From his baby-puke hatchback Chevette to his cherished black Firebird, to his box, boat-white Grenada with the crimson interior which he loved to demonstrate was plush enough to leave a fossilized handprint in, to his current family dumpster, the song played on endless loop to justify his detached recklessness. The song unified his reflexes, smoothing out sudden brakes and lunges.

Or, in another key, “Mel, lite beer to waist, thumbs through belt loops, tilted forward and back. She felt it coming in the air tonight.”

At points this lapses into high theory, informed by literary knowledge, as when Queen’s “Under Pressure” inspires this comparison: “The terror of knowing what the world is about, yeah, the world all at once, Gaia, Borges’s ‘Aleph,’ and Jesus, of course these people on the streets scream to be let out, like a Hieronymus Bosch, let me out from the fruit of knowledge, the burden of five senses, time. Shit,” a riff that expands, and deepens into:

This is ourselves. So perfectly simple and what could be left to say? The promise of rock ‘n’ roll, what religion might’ve once done, transcendence and redemption fulfilled through form. And instrumental, the words only in her head, karaoke production values slightly off in a way she could never explain specifically, maybe executed perfectly and only the circumstances of the recording proven singular, Borges’s Pierre Menard, tones familiar but different. In the act of this conclusive achievement of the promise of the rock form, ‘Under Pressure,’ the promise of karaoke is also fulfilled.
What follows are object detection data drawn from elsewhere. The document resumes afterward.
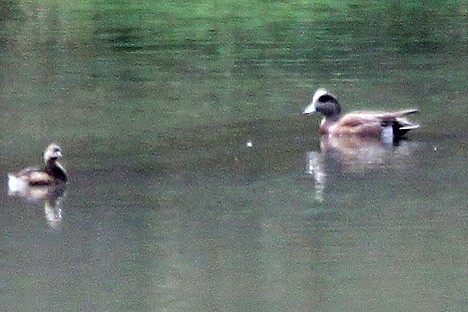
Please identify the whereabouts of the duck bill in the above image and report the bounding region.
[302,103,317,115]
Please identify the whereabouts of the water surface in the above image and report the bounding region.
[0,1,468,311]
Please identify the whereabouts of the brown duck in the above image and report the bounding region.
[304,89,419,141]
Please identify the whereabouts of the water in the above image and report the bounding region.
[0,1,468,311]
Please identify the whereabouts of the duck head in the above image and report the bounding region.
[44,144,62,164]
[303,89,341,120]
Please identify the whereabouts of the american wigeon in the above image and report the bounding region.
[8,144,67,189]
[304,89,419,140]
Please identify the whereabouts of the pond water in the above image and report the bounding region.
[0,0,468,311]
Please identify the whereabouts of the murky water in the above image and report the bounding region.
[0,1,468,311]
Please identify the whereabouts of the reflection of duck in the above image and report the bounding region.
[306,136,414,201]
[304,89,419,142]
[8,144,67,192]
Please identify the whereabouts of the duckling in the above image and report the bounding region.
[303,89,419,141]
[8,144,67,190]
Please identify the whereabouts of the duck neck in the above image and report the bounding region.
[45,159,67,182]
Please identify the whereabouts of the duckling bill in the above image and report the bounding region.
[8,144,68,189]
[303,89,419,140]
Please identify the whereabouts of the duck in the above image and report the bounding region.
[303,88,419,141]
[8,143,68,192]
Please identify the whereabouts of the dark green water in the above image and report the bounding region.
[0,0,468,311]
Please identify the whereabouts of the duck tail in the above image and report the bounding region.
[396,108,419,116]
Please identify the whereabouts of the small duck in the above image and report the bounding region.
[8,144,67,192]
[303,89,419,141]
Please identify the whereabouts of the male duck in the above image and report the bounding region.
[8,144,67,189]
[304,89,419,140]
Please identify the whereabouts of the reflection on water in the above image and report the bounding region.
[0,0,468,312]
[8,183,66,229]
[306,136,415,201]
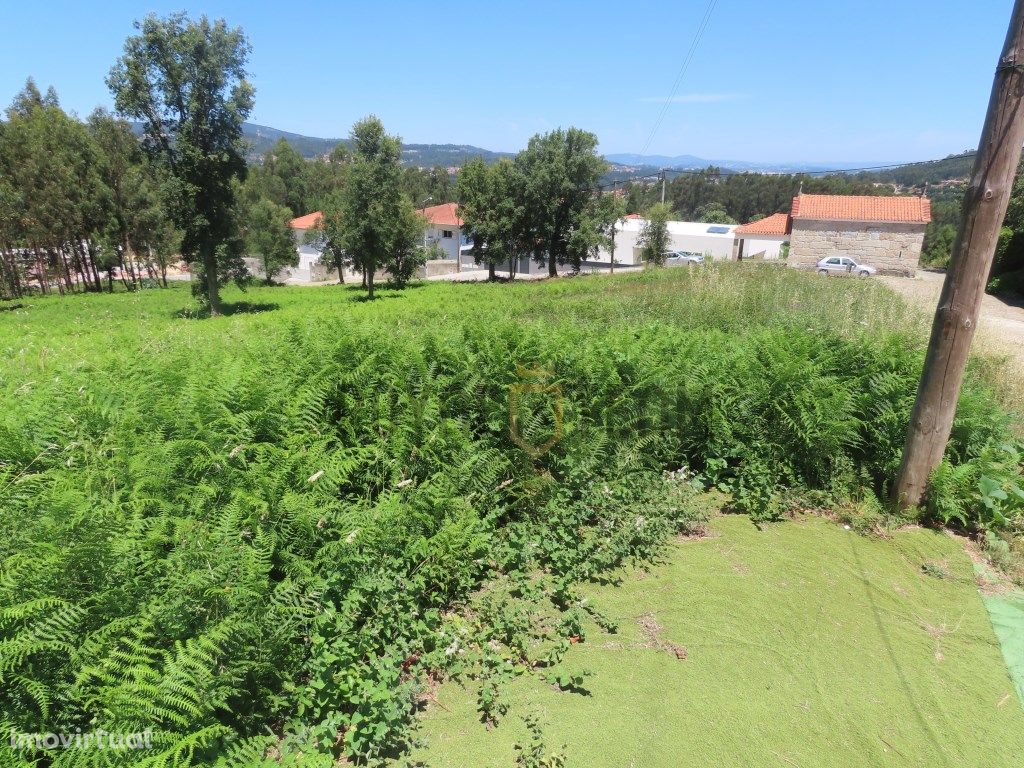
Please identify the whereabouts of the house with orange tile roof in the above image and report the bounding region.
[283,203,464,283]
[283,211,329,283]
[420,203,466,261]
[790,195,932,274]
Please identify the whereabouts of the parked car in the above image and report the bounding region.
[818,256,879,278]
[665,251,703,266]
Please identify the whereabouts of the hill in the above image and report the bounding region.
[242,123,512,168]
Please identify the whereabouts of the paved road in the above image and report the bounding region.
[879,271,1024,413]
[880,270,1024,364]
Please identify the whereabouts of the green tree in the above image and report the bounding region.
[637,203,672,266]
[331,116,423,299]
[515,128,607,276]
[246,198,299,285]
[246,138,310,218]
[0,80,110,293]
[106,13,254,314]
[458,158,524,280]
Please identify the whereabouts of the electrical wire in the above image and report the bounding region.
[640,0,718,155]
[598,151,978,189]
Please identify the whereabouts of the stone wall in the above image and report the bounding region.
[790,219,925,274]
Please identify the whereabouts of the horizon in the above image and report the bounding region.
[0,0,1011,166]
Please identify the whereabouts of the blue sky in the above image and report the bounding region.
[0,0,1013,162]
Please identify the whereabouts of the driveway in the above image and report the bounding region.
[878,270,1024,366]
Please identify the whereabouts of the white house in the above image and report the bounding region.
[285,211,327,283]
[736,213,793,259]
[588,213,736,266]
[420,203,465,261]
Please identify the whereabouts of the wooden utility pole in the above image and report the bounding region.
[892,0,1024,508]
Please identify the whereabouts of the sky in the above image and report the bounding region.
[0,0,1013,163]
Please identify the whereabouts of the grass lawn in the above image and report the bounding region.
[0,264,1024,768]
[414,516,1024,768]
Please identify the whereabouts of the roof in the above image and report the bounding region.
[793,195,932,223]
[288,211,324,229]
[618,216,736,240]
[420,203,462,226]
[736,213,791,234]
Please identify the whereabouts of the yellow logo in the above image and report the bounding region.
[509,365,563,459]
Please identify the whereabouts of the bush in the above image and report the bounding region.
[0,267,1020,766]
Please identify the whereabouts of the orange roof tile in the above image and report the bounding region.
[736,213,792,234]
[793,195,932,223]
[420,203,462,226]
[288,211,324,229]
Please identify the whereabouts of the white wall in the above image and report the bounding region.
[739,234,790,259]
[426,224,462,259]
[589,219,736,264]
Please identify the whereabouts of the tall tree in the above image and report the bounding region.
[246,198,299,285]
[336,116,423,299]
[106,13,254,314]
[515,128,607,276]
[0,80,110,293]
[458,158,524,280]
[637,203,672,266]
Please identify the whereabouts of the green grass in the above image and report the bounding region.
[414,516,1024,768]
[0,264,1021,768]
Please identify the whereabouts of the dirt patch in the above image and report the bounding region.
[879,270,1024,403]
[637,613,689,662]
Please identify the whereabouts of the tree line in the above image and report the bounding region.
[0,80,178,297]
[0,12,623,313]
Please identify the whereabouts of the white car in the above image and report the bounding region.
[817,256,879,278]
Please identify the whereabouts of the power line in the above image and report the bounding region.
[640,0,718,155]
[598,151,978,189]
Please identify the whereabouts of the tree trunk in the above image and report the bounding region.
[85,241,103,293]
[203,241,220,317]
[892,0,1024,508]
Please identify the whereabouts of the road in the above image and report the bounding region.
[878,270,1024,412]
[879,270,1024,365]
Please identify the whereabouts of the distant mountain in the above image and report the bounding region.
[132,123,512,168]
[242,123,341,159]
[242,123,512,168]
[134,123,974,183]
[604,153,718,170]
[604,154,905,173]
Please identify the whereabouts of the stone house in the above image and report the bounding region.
[735,213,793,261]
[790,195,932,275]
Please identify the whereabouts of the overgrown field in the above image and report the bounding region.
[0,264,1024,766]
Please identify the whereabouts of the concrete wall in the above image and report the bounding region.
[738,234,790,259]
[790,219,925,274]
[417,259,459,278]
[590,219,736,266]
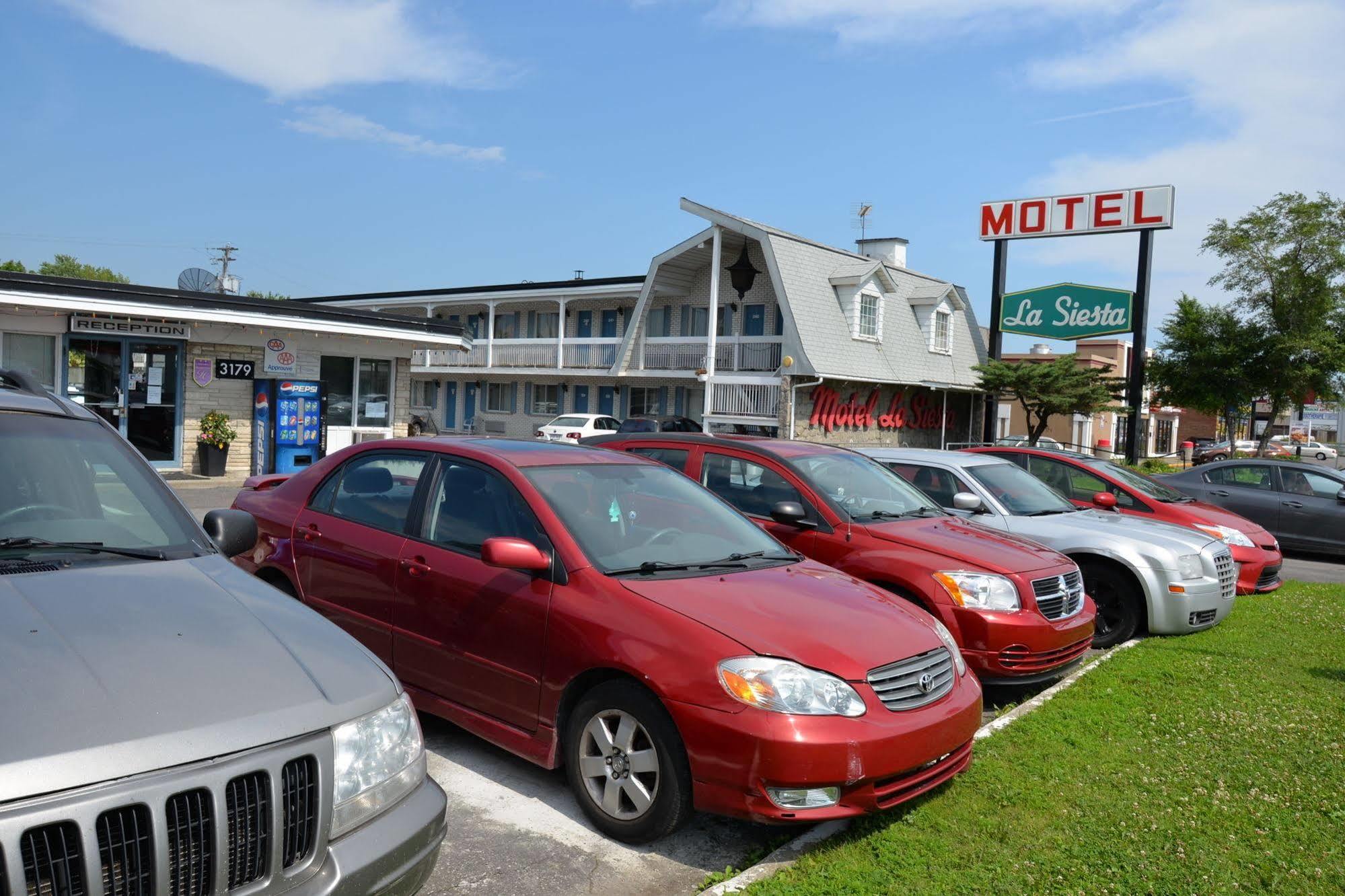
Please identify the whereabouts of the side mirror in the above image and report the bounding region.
[482,537,552,572]
[952,491,986,513]
[770,500,808,526]
[201,510,257,557]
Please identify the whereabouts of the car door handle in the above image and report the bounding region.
[401,557,429,578]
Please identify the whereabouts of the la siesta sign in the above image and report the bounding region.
[980,184,1174,239]
[808,386,955,432]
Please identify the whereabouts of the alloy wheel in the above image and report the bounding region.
[580,709,659,821]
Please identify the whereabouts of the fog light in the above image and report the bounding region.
[765,787,840,809]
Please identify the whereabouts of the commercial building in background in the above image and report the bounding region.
[0,272,472,475]
[995,339,1178,457]
[297,199,984,447]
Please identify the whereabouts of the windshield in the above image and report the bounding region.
[1101,460,1192,505]
[0,413,206,561]
[966,464,1079,517]
[523,463,795,573]
[789,452,943,519]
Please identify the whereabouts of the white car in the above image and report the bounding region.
[534,414,622,443]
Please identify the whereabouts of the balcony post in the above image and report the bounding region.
[700,225,723,432]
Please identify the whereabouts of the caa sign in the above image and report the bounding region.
[980,184,1173,239]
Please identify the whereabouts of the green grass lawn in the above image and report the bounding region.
[749,583,1345,896]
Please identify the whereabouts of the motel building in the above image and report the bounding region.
[0,272,472,478]
[295,199,986,447]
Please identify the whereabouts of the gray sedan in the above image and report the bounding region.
[1158,459,1345,554]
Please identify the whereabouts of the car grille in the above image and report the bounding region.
[1214,550,1237,600]
[1190,609,1214,626]
[867,647,953,712]
[1031,569,1084,619]
[98,806,155,896]
[0,735,331,896]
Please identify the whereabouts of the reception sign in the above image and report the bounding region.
[999,283,1134,339]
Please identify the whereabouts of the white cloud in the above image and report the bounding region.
[50,0,502,97]
[285,106,505,161]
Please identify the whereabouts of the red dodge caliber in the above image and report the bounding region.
[967,445,1284,595]
[234,437,980,842]
[585,433,1097,683]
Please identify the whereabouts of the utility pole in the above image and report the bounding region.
[206,242,238,292]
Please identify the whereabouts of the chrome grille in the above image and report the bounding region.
[1214,550,1237,600]
[867,647,953,712]
[1031,569,1084,619]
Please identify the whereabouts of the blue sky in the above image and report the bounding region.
[0,0,1345,350]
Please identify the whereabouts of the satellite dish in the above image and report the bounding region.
[178,268,219,292]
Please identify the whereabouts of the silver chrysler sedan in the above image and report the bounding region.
[0,371,445,896]
[858,448,1237,647]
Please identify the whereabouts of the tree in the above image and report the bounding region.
[38,253,131,283]
[972,355,1126,445]
[1201,192,1345,448]
[1147,293,1267,439]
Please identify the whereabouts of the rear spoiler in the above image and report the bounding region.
[244,474,289,491]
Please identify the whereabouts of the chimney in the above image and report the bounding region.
[855,237,908,268]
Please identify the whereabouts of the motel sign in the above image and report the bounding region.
[980,186,1173,239]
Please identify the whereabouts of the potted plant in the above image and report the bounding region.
[196,410,238,476]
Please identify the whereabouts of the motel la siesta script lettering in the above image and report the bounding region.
[1003,296,1126,327]
[808,386,953,432]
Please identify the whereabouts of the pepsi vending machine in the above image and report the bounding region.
[253,379,323,474]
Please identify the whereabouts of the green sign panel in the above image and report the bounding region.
[999,283,1134,339]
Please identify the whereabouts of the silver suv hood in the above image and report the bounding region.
[0,556,397,803]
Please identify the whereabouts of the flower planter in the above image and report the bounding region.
[196,441,229,476]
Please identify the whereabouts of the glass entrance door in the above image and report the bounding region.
[66,338,182,467]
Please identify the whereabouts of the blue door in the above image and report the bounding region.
[444,379,458,429]
[742,305,765,336]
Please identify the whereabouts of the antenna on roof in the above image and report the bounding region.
[850,200,873,241]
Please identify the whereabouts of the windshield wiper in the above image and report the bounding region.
[0,535,168,560]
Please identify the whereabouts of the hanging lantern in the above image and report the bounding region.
[725,239,761,299]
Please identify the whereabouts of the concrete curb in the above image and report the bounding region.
[703,638,1139,896]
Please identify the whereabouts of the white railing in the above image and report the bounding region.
[710,377,780,420]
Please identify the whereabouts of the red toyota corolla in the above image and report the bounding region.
[234,437,980,842]
[967,445,1284,595]
[585,433,1097,683]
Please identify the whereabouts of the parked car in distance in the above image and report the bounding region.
[591,433,1096,683]
[967,448,1284,595]
[533,414,622,443]
[0,371,445,896]
[235,437,980,842]
[618,414,700,432]
[859,448,1235,647]
[1158,457,1345,554]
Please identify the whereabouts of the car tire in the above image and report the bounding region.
[564,681,694,844]
[1079,564,1144,650]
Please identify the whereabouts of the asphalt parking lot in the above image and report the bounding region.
[171,482,1345,896]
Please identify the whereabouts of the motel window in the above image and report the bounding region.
[628,386,663,417]
[933,311,952,352]
[859,292,878,339]
[0,332,57,391]
[529,383,561,416]
[486,382,514,414]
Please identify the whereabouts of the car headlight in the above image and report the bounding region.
[1192,523,1256,548]
[933,569,1021,611]
[929,618,967,675]
[331,694,425,839]
[718,657,865,716]
[1177,554,1205,578]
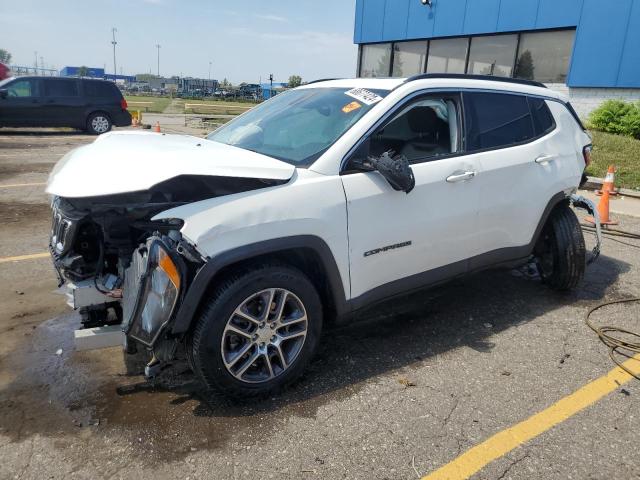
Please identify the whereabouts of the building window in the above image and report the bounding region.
[360,43,391,77]
[467,35,518,77]
[391,42,427,77]
[427,38,469,73]
[515,30,575,83]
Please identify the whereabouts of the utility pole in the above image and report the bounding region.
[156,43,160,77]
[111,27,118,77]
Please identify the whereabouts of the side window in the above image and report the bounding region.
[43,78,78,97]
[84,80,116,98]
[358,96,458,163]
[7,79,36,97]
[464,92,535,152]
[529,97,556,137]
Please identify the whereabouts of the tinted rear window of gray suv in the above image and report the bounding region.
[84,81,118,98]
[464,92,536,151]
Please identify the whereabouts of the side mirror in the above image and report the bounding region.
[363,150,416,193]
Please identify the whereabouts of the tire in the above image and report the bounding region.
[87,112,113,135]
[187,264,322,398]
[535,204,586,291]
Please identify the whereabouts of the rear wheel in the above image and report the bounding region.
[87,112,112,135]
[535,204,586,290]
[190,265,322,397]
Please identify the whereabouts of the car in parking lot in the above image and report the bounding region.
[0,77,131,135]
[47,75,597,397]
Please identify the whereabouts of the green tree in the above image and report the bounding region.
[515,50,535,80]
[0,48,11,64]
[288,75,302,88]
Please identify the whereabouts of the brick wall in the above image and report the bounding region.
[547,83,640,119]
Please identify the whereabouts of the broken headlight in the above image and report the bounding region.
[123,237,184,346]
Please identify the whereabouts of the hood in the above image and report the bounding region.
[46,131,295,198]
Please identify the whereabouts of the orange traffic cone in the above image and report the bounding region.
[585,188,618,225]
[596,165,618,195]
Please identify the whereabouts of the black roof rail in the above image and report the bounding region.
[404,73,548,88]
[304,78,344,85]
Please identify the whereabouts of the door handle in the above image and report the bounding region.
[535,154,556,164]
[447,172,476,183]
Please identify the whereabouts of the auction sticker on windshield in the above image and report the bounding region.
[344,88,382,105]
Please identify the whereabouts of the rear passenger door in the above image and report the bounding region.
[463,92,563,270]
[342,93,480,307]
[42,78,85,127]
[0,78,41,127]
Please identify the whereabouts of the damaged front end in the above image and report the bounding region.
[49,177,282,372]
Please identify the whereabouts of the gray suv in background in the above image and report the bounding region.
[0,77,131,135]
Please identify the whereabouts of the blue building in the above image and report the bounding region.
[354,0,640,114]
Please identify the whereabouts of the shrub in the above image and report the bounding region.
[589,100,640,139]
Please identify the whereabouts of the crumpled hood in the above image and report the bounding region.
[46,131,295,198]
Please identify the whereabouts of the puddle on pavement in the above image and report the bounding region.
[0,314,360,463]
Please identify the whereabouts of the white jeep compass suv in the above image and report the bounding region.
[47,75,591,396]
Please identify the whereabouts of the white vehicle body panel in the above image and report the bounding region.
[342,157,480,297]
[470,101,589,252]
[153,169,349,295]
[47,131,295,198]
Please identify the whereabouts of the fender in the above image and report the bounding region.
[171,235,349,335]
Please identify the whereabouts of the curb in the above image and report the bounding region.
[580,177,640,199]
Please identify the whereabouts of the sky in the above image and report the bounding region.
[0,0,357,84]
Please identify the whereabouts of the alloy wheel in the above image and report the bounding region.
[221,288,308,383]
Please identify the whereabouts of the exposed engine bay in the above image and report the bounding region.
[49,175,283,366]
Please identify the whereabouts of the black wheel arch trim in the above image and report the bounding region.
[171,235,349,335]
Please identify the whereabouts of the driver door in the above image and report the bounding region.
[342,93,480,308]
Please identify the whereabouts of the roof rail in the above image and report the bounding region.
[305,78,344,85]
[404,73,548,88]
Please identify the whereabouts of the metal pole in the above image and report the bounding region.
[156,43,160,77]
[111,27,118,80]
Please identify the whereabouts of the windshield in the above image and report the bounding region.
[207,88,389,167]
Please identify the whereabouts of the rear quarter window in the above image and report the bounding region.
[529,97,556,137]
[84,82,120,98]
[464,92,536,151]
[43,78,78,97]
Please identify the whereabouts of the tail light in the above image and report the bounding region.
[582,145,593,167]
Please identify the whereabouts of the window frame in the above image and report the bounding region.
[460,88,565,155]
[338,88,567,176]
[338,89,465,175]
[2,77,42,100]
[40,77,84,98]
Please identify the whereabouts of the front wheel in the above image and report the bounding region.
[188,265,322,397]
[535,204,586,290]
[87,112,112,135]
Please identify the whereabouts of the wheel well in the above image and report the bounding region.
[192,247,337,325]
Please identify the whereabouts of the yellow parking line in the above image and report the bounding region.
[422,354,640,480]
[0,252,50,263]
[0,182,47,188]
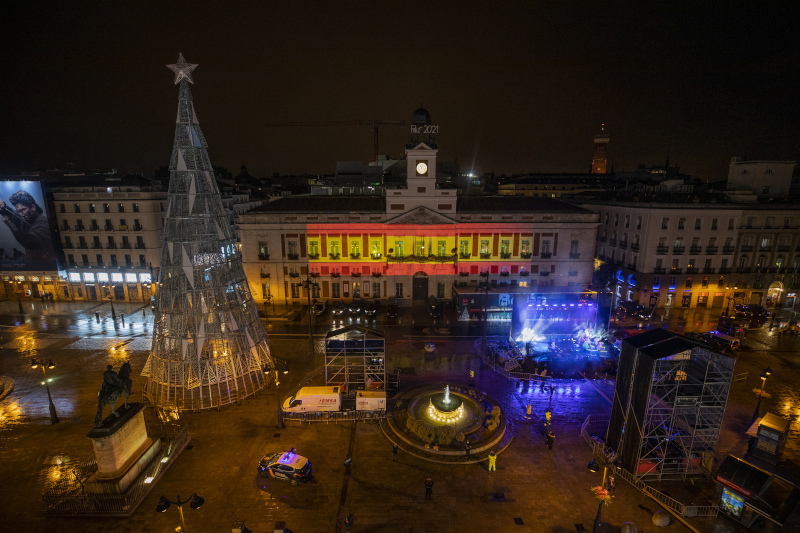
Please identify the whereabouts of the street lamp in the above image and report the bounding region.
[301,264,319,357]
[31,357,59,424]
[156,493,205,533]
[753,367,772,420]
[479,270,490,354]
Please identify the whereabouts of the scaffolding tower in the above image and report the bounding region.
[325,324,386,391]
[606,329,735,480]
[142,54,274,411]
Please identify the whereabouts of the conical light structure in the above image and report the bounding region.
[142,55,274,411]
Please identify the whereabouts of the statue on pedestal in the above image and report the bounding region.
[94,361,133,427]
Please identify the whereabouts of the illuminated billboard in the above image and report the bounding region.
[0,181,56,270]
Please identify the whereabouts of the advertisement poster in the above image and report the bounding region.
[0,181,56,271]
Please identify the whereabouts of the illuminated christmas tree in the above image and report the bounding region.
[142,54,274,411]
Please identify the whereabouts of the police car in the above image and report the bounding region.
[258,448,311,485]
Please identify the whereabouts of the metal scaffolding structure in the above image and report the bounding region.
[607,329,735,481]
[325,324,386,391]
[142,55,275,411]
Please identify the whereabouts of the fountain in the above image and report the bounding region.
[428,385,464,424]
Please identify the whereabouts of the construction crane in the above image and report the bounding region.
[266,119,406,161]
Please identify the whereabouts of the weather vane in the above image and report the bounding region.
[167,54,197,85]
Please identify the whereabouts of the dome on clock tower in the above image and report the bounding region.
[411,107,431,126]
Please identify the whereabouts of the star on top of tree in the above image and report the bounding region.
[167,54,197,85]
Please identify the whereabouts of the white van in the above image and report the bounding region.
[356,391,386,411]
[283,387,342,413]
[704,331,742,350]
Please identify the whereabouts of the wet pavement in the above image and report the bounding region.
[0,301,800,533]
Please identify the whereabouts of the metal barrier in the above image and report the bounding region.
[42,425,190,516]
[580,415,719,518]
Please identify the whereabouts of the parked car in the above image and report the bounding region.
[258,448,311,485]
[386,297,397,318]
[331,300,345,316]
[347,298,364,316]
[314,300,328,316]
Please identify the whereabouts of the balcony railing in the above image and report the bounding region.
[386,255,456,263]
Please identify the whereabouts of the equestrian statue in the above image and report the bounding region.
[94,361,133,428]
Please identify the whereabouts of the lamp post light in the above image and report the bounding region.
[301,264,319,357]
[753,367,772,420]
[31,358,59,424]
[479,269,490,353]
[156,493,205,533]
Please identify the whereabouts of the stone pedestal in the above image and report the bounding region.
[85,403,161,494]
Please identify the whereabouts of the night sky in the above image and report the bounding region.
[0,0,800,180]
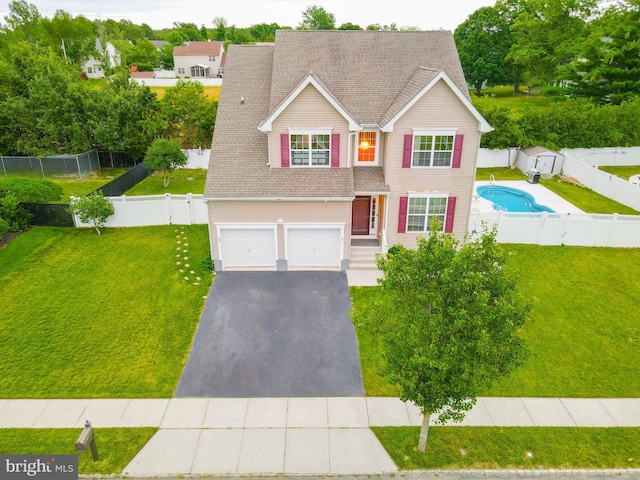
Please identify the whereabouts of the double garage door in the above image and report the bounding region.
[219,226,343,270]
And at other points music and its functions—salve, analgesic, even avatar—play out the banal tragedies that are this novel’s central, and humanely considered, subject:

Two young women, secretaries, Mel guessed, in gym shoes and ironed dresses with wide solid watches of color, couldn’t stop laughing long enough to complete a sing line of ‘Baby Got Back.’ Didn’t even try, by the end of the song. When either of them heard herself or the other amplified for even a second, she’d laugh so hard, pull the microphone away as if her friend required defending from amplification. This repression, by the second half of the song, turned to desperate hamminess as a means to conceal their shared excessive bashfulness. One bent over, hands on knees, and shook her ‘back’ at the audience while the other bent over, hands on knees, occasionally attempted to quell her laughter long enough to stand up and slap the other. Gus, Norman, Mel, and Will all shook their heads to each other regretfully. Everyone in the room felt that only feeling worse than shame: shame for another who doesn’t know well enough to be ashamed.

Savor that poignant yet cringing “shame for another who doesn’t know well enough to be ashamed.” To name such an emotion is one thing, to convey it, something more. And this thick book, bounding over territory—from the nostalgic smell of dust in a grandmother’s home, memories of the meals she’d make, to the physical rush of smashing the faces of other men, having one’s own body wracked and bruised, beaten open and bloodied—identifies, contextualizes, and hones this feeling, offering in its assortment of characters a range of lenses onto such a sentiment, such a human condition. The cringe is central here, the visceral engagement with the pain of others, even or especially when they don’t know well enough to feel that pain. The asshole dad making a spectacle of himself on the sidelines of his kid’s game, the sweaty drunk humiliating himself in public—Kinsella doesn’t just give us these scenes from some distance, he leads us to get to know the people involved, to feel with and for them. This book’s cover, camouflaging the text as some mass-produced, sun-bleached relic of a lost era, belies the ambitious and affecting work of literature inside.